Schule des Rades

Hermann Keyserling

Das Buch vom persönlichen Leben

Bibliographische Vorbemerkungen

Meine verschiedenen Werke stehen in keinem methodischen und systematischen, sondern in lebendigem Zusammenhang. Je nach Zustand und Stimmung ist zu dieser oder jener Zeit dieses oder jenes Problem in den Mittelpunkt meines Interesses gerückt, habe ich mich diesem oder jenem besonders verwandt und gewachsen gefühlt. Und dieser Wechsel und Wandel ist nicht in einsinniger Reihe erfolgt, sondern — soweit sich hier überhaupt eine Regel aufstellen lässt — in Zyklen und Perioden, bei jeder von welchen der gegebene Zustand von innen heraus bestimmte Grenzen setzte. Weitere Grenzen hat von Mal zu Mal mein Künstlertum abgesteckt: bis heute hat mir Formensinn verboten, irgendein Problem in einem einzigen Werke zu erschöpfen, weil dies dessen Rahmen gesprengt hätte; und so wird es wohl bis zum Ende meiner Tage bleiben.

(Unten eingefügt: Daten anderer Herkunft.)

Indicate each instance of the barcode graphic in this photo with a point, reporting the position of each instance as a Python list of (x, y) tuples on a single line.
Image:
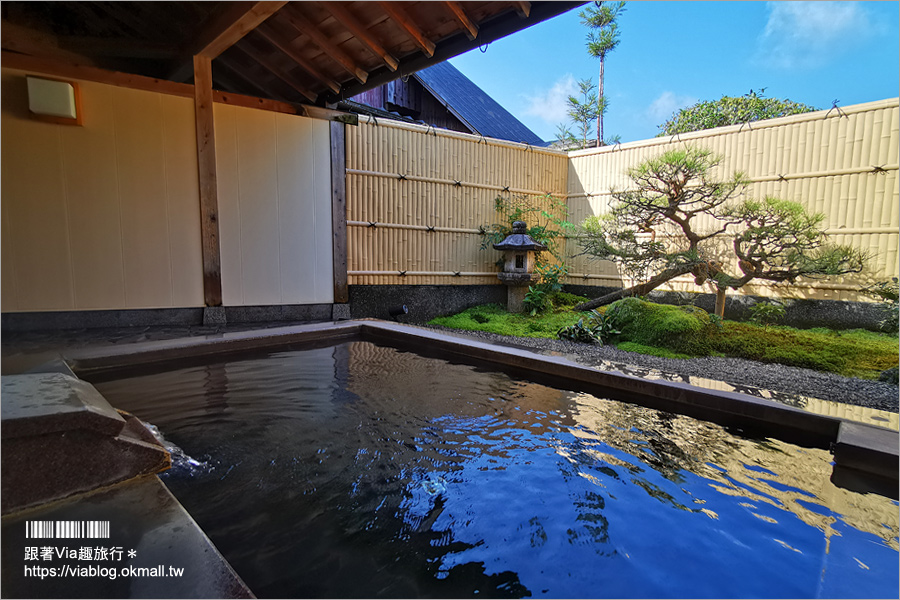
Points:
[(66, 529)]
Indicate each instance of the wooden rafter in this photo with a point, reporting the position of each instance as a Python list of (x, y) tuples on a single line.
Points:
[(363, 35), (267, 63), (224, 30), (405, 23), (232, 25), (125, 19), (463, 19), (265, 32), (234, 71), (25, 40), (303, 25), (96, 46), (61, 69)]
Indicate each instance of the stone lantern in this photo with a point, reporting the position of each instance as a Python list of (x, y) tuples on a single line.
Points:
[(518, 270)]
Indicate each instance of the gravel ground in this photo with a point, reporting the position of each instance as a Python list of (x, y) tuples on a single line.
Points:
[(790, 381)]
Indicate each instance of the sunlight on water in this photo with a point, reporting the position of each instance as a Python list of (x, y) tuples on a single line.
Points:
[(363, 471)]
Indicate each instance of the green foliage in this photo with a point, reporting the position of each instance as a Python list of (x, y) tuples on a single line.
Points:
[(603, 37), (678, 220), (578, 332), (729, 110), (682, 329), (551, 275), (887, 292), (493, 318), (682, 332), (600, 328), (536, 300), (845, 355), (767, 313), (583, 112), (545, 217)]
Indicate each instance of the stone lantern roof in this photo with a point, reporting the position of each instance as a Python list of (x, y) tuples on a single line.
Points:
[(519, 240)]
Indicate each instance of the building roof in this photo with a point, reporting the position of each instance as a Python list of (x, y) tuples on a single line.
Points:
[(294, 52), (471, 105)]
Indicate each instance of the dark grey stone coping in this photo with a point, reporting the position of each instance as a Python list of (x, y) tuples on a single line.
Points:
[(53, 402), (143, 516), (867, 450)]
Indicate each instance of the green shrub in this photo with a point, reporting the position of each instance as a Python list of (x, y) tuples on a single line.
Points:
[(536, 300), (767, 313), (600, 328), (682, 329), (888, 292)]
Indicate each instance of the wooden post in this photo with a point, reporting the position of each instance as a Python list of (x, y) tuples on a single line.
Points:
[(206, 164), (720, 302), (339, 212)]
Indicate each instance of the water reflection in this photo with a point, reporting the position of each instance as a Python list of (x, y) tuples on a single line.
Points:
[(365, 471)]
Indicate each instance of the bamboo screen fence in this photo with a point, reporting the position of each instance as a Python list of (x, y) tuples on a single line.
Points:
[(416, 197), (842, 163)]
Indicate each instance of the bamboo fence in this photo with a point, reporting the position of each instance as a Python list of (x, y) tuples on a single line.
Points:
[(842, 163), (417, 197)]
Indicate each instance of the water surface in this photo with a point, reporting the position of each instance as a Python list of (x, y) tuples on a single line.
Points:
[(364, 471)]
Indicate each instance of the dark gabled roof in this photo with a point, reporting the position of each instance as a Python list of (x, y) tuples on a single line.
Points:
[(294, 52), (471, 105)]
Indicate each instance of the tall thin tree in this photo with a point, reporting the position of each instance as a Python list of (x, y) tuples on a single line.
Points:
[(602, 39)]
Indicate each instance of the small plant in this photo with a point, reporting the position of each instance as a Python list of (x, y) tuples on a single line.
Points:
[(599, 328), (887, 292), (579, 332), (767, 313), (550, 276), (536, 300)]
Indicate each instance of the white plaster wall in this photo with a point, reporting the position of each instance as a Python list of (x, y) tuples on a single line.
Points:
[(274, 184), (103, 216)]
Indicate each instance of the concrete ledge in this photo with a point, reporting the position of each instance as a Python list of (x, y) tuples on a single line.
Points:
[(110, 360), (61, 437), (726, 408), (143, 516), (869, 449)]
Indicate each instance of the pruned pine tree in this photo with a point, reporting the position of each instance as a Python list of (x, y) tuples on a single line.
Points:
[(603, 37), (679, 220)]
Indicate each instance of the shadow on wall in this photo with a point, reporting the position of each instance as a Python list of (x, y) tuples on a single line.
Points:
[(424, 302), (801, 313)]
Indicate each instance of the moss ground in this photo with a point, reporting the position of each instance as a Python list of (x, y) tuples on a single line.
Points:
[(685, 332)]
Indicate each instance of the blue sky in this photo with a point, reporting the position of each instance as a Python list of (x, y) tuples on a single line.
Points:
[(673, 54)]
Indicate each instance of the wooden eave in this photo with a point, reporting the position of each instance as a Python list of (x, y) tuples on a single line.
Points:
[(296, 52)]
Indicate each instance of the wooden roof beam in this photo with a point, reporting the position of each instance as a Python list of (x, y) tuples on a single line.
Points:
[(122, 48), (463, 19), (265, 32), (304, 26), (226, 64), (223, 31), (277, 71), (404, 21), (363, 35), (25, 40), (230, 26)]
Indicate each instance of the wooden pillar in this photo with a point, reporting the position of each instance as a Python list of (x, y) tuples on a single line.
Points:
[(339, 211), (206, 164), (720, 302)]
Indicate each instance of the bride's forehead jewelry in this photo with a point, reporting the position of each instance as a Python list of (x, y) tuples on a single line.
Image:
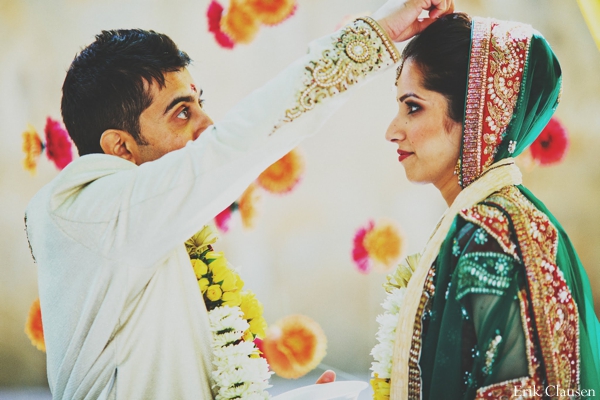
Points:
[(399, 71)]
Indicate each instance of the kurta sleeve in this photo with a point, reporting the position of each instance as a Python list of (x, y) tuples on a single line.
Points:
[(141, 213)]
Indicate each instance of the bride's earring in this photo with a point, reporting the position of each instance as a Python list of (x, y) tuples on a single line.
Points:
[(457, 167)]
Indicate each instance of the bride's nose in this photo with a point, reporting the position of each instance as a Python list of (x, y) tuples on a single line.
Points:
[(395, 133)]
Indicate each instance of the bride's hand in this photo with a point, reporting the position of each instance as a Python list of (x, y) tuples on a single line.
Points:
[(327, 377), (400, 18)]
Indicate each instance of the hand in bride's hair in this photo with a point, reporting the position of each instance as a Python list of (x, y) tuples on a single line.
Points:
[(400, 18)]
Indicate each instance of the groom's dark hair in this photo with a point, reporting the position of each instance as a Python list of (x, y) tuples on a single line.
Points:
[(442, 53), (107, 84)]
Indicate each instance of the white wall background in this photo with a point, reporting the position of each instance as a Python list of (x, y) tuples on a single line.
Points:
[(297, 259)]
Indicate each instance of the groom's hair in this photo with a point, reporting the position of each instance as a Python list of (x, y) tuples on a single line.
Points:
[(108, 84), (442, 53)]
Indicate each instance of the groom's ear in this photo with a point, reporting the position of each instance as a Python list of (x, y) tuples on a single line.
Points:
[(117, 142)]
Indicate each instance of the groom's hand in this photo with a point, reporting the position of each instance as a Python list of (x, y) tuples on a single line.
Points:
[(400, 18), (327, 377)]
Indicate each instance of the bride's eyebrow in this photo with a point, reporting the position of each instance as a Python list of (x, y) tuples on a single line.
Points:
[(407, 95)]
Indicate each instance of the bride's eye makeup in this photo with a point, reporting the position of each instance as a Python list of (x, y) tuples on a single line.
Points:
[(412, 107)]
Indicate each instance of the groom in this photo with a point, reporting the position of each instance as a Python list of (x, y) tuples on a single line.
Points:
[(123, 316)]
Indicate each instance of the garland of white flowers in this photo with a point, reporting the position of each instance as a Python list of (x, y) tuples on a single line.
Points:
[(384, 350), (235, 318)]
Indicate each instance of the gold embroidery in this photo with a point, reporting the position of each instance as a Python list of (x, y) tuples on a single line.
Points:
[(361, 48), (553, 309), (414, 371), (494, 222), (498, 56)]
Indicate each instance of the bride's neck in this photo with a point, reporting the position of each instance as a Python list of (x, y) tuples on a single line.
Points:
[(449, 188)]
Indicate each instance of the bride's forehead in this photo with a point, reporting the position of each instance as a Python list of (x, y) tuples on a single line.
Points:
[(409, 76)]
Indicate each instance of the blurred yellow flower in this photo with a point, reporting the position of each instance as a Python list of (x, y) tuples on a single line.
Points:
[(247, 206), (283, 175), (381, 388), (384, 244), (239, 23), (294, 346), (214, 292), (203, 284), (219, 268), (232, 299), (228, 281), (200, 268), (258, 325), (250, 306), (34, 328), (198, 243), (32, 147)]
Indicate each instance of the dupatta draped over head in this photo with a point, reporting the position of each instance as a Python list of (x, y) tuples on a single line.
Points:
[(513, 88)]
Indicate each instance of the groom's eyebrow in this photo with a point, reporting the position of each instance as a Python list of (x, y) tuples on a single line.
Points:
[(407, 95)]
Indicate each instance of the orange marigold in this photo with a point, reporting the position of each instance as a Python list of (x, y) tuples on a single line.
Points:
[(294, 346), (272, 12), (247, 206), (384, 244), (239, 23), (283, 175), (32, 147), (33, 326)]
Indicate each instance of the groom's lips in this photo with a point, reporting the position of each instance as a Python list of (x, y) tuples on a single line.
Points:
[(403, 155)]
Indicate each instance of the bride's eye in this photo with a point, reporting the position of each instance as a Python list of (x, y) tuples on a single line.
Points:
[(412, 107), (184, 114)]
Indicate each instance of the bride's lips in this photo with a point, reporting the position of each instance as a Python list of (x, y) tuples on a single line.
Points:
[(402, 155)]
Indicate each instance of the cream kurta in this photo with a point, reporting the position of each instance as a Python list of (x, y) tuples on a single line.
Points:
[(123, 316)]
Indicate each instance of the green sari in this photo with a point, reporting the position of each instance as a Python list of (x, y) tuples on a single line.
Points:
[(506, 308)]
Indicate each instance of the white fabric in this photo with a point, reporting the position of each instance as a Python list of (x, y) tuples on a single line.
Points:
[(122, 312)]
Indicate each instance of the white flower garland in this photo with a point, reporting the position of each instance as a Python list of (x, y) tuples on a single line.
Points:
[(388, 321), (240, 372), (383, 351)]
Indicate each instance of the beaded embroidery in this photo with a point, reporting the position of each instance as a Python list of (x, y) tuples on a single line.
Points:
[(554, 312), (494, 222), (498, 55), (484, 273), (361, 48)]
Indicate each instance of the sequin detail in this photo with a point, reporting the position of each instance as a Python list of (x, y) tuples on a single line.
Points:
[(554, 311), (494, 222), (484, 273), (491, 353), (480, 236)]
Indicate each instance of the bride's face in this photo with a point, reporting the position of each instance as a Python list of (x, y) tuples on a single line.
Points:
[(428, 139)]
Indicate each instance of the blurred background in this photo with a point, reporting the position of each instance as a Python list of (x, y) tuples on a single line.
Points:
[(297, 258)]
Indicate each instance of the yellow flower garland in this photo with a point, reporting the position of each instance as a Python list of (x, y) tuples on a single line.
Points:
[(222, 286)]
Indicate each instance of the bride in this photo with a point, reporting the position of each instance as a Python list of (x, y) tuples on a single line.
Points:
[(498, 304)]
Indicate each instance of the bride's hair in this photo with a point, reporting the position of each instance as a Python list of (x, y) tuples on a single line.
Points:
[(441, 52)]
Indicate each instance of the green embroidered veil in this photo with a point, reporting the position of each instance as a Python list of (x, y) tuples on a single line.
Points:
[(529, 85)]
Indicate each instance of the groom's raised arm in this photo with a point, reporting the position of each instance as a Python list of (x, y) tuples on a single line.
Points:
[(161, 203)]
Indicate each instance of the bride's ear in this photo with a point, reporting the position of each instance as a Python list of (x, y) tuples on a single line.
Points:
[(119, 143)]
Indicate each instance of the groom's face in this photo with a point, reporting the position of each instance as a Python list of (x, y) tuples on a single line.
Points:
[(174, 117)]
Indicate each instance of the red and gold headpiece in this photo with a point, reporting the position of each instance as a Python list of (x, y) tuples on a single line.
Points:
[(498, 59)]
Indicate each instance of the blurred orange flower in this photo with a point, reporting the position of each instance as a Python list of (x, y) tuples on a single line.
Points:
[(272, 12), (239, 23), (247, 206), (294, 346), (283, 175), (384, 244), (32, 147), (33, 326)]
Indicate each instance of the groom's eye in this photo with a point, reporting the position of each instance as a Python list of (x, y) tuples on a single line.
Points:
[(412, 107)]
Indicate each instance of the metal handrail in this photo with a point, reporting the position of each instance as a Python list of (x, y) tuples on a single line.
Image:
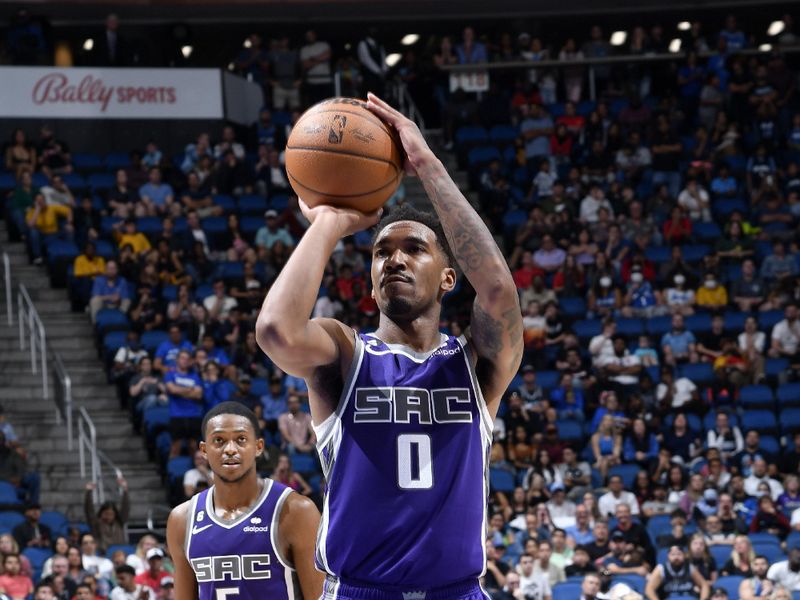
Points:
[(29, 320), (9, 293)]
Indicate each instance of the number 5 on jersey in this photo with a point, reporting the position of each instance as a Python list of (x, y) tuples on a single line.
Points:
[(414, 461)]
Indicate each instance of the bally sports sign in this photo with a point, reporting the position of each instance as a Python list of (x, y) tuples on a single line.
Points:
[(94, 93)]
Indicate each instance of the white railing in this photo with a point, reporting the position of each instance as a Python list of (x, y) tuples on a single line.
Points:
[(32, 330), (9, 293)]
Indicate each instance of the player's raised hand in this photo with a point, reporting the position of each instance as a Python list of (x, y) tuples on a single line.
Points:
[(414, 144), (347, 220)]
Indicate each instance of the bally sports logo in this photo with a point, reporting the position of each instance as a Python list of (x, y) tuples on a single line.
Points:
[(253, 527), (57, 88)]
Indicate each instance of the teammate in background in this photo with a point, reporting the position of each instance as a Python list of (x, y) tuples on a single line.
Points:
[(245, 538), (403, 416)]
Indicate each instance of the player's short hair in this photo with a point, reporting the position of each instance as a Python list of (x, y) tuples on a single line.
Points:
[(406, 212), (231, 408)]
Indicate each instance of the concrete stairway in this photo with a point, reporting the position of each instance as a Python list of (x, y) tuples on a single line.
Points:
[(72, 337)]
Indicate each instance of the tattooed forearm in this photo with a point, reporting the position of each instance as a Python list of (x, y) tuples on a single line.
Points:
[(470, 240)]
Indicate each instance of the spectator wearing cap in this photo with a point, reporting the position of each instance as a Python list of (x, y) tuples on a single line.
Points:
[(155, 572), (108, 522), (31, 533), (787, 572), (616, 495), (562, 510), (127, 588), (297, 430), (110, 290), (270, 233), (199, 477)]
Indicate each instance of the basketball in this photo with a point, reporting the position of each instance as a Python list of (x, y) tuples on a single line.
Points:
[(340, 153)]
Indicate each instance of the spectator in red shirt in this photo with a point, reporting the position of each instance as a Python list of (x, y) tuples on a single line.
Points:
[(678, 228), (152, 577), (14, 585)]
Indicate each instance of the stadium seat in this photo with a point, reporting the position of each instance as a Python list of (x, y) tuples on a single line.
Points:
[(54, 519), (8, 495), (788, 394), (790, 421), (756, 396), (730, 584), (762, 421), (566, 591), (501, 480), (627, 472)]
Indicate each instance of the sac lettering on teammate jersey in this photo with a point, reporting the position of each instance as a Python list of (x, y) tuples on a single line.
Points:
[(240, 559), (406, 458)]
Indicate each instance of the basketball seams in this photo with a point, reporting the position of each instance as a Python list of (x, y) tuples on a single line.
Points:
[(327, 195), (346, 152)]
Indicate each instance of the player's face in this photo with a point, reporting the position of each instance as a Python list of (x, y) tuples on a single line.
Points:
[(409, 270), (231, 447)]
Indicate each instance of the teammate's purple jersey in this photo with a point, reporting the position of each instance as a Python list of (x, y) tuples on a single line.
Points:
[(240, 559), (406, 458)]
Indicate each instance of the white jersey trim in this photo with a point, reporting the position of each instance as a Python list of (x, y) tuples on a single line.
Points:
[(241, 518), (273, 532)]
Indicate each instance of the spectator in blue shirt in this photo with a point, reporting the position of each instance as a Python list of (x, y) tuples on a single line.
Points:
[(109, 291), (778, 264), (185, 394), (734, 37), (155, 195), (470, 51), (678, 345), (567, 399), (214, 353), (167, 352), (273, 403), (640, 446)]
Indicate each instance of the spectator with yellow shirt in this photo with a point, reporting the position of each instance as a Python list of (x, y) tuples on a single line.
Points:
[(129, 235), (712, 295), (42, 220), (85, 268)]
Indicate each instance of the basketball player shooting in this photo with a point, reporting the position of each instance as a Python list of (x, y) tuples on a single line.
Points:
[(403, 416), (245, 538)]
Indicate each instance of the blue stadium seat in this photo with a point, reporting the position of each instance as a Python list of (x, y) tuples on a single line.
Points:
[(587, 328), (110, 319), (569, 431), (8, 495), (573, 307), (762, 421), (177, 467), (566, 591), (54, 519), (252, 204), (627, 472), (501, 480), (788, 394), (10, 519), (734, 321), (752, 396), (790, 421), (152, 339), (720, 552), (700, 322), (630, 327), (730, 584), (697, 373), (303, 463)]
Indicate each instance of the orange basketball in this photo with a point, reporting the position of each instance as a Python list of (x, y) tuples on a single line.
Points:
[(340, 153)]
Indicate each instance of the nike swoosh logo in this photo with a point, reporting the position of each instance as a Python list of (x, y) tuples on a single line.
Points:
[(197, 529)]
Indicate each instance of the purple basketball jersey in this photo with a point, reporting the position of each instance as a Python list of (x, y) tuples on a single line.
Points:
[(240, 559), (406, 458)]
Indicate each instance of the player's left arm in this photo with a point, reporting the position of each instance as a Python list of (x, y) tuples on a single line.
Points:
[(496, 326), (298, 526), (185, 580)]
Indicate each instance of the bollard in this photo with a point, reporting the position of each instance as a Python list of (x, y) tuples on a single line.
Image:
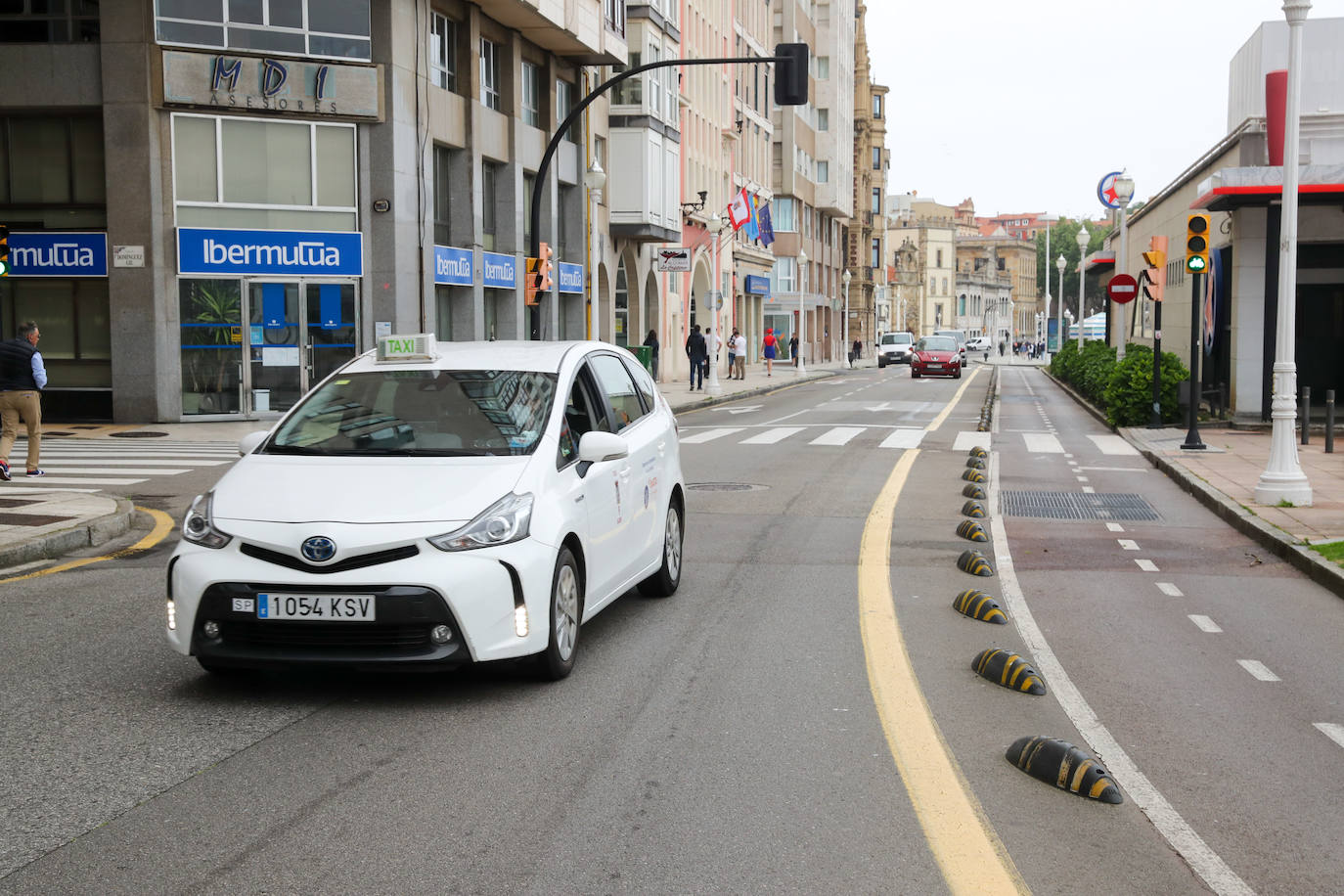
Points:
[(1307, 413), (1329, 421)]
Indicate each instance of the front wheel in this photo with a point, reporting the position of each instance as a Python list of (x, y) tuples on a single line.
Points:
[(665, 580), (557, 661)]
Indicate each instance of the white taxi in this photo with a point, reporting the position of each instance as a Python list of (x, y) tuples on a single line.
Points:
[(433, 504)]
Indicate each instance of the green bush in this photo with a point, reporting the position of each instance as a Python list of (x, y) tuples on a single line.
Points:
[(1128, 396)]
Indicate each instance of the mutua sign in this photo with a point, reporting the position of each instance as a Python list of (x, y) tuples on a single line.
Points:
[(270, 251)]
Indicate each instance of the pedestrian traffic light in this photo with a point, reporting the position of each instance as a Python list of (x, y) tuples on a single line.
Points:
[(543, 269), (1196, 244), (790, 74)]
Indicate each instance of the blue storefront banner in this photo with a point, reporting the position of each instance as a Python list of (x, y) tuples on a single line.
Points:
[(452, 266), (571, 278), (499, 272), (270, 251), (58, 254)]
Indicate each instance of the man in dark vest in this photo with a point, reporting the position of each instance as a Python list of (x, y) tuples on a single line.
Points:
[(22, 379)]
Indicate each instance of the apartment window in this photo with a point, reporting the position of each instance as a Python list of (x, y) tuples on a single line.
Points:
[(442, 53), (531, 104), (297, 27), (489, 74)]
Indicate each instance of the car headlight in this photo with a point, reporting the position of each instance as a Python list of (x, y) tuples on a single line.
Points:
[(198, 525), (506, 520)]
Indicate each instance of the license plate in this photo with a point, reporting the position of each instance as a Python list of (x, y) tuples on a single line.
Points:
[(320, 607)]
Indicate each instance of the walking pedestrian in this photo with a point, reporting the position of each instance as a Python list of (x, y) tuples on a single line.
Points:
[(769, 349), (697, 351), (22, 379), (652, 341)]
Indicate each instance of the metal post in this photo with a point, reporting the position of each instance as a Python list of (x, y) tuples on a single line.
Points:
[(1192, 439), (1305, 414), (1329, 421)]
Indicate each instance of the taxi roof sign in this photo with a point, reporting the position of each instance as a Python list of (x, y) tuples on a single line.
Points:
[(408, 347)]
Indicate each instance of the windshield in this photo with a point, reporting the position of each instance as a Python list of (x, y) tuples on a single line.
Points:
[(420, 414)]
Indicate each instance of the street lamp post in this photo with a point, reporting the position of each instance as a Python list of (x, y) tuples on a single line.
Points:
[(802, 320), (1282, 478), (844, 321), (594, 179), (1082, 272), (714, 385), (1124, 193)]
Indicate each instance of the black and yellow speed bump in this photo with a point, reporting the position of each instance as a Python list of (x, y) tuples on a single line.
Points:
[(974, 563), (972, 531), (1064, 766), (977, 605), (1008, 669)]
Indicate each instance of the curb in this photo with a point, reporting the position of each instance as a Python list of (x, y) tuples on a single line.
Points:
[(87, 533), (1271, 538)]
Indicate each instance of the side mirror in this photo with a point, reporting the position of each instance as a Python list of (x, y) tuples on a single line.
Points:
[(247, 443), (597, 446)]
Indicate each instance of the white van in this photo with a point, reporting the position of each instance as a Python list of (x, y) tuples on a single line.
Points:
[(894, 348)]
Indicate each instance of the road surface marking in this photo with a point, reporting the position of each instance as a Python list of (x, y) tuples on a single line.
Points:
[(1332, 731), (1113, 445), (1258, 669), (1164, 817), (1204, 623), (837, 435), (967, 852), (770, 437)]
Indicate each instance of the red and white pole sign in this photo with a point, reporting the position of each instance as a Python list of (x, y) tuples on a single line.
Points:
[(1122, 289)]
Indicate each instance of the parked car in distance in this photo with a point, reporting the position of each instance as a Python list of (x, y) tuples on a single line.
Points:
[(894, 348), (962, 341), (435, 504), (935, 356)]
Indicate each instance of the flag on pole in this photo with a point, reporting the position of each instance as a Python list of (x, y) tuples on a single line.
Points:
[(739, 209), (764, 226)]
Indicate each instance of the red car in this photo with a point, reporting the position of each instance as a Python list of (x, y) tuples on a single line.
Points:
[(935, 356)]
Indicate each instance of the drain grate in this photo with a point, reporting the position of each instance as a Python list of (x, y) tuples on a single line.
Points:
[(1074, 506)]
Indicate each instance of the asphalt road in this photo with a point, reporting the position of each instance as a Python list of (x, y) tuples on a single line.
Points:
[(730, 739)]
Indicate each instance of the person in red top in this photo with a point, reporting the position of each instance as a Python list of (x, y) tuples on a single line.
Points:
[(770, 342)]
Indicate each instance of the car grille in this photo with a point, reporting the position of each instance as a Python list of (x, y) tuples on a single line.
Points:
[(358, 561)]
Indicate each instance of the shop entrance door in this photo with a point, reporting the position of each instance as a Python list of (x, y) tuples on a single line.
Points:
[(298, 332)]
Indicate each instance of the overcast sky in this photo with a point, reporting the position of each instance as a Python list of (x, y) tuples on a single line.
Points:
[(1030, 119)]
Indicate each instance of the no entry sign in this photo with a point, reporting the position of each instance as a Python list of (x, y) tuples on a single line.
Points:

Aus diesen Gründen geschieht es mir immer wieder, dass ich bei noch so neuartigen Gedankengängen an einem bestimmten Punkt auf frühere als deren Fortführung oder tiefere Begründung hinweisen muss: der Plan des gerade entstehenden Werks verbietet letztere. Das Buch vom persönlichen Leben ist nun autarkischer, als es meine meisten Bücher sind. Nur wer da vollständige Orientierung darüber anstrebt, was ich über dieses oder jenes Problem zu sagen habe, braucht zur Ergänzung andere Werke heranzuziehen. Deswegen habe ich dieses Mal soweit als irgend möglich auf Anmerkungen und Fußnoten verzichtet. Da aber vollständiges Verzichten wiederum unmöglich war, so habe ich mich für den folgenden Modus entschieden ich habe dem Text eingeklammerte und unqualifizierte Hinweise auf die Werke und Stellen eingefügt, wo der Leser was hier ein für alle Male gesagt sei — nähere Ausführungen oder Begründungen des Vorgetragenen finden wird. Und damit diese Hinweise den Fluss der Lektüre nicht stören, habe ich jedes Buch durch Buchstaben gekennzeichnet. So bedeutet:

und WV Der Weg zur Vollendung, die in numerierten Jahresheften erscheinenden Mitteilungen der Schule der Weisheit. Die weiter angegebenen römischen und arabischen Ziffern bedeuten, je nach den Umständen, Abteilungen, Kapitel- oder Seitenzahlen. Die Übersicht über meine sämtlichen bis zur Veröffentlichung dieses Werks erschienenen Bücher am Schlusse vorliegenden Bandes erteilt über letzteren Punkt die erforderliche Orientierung.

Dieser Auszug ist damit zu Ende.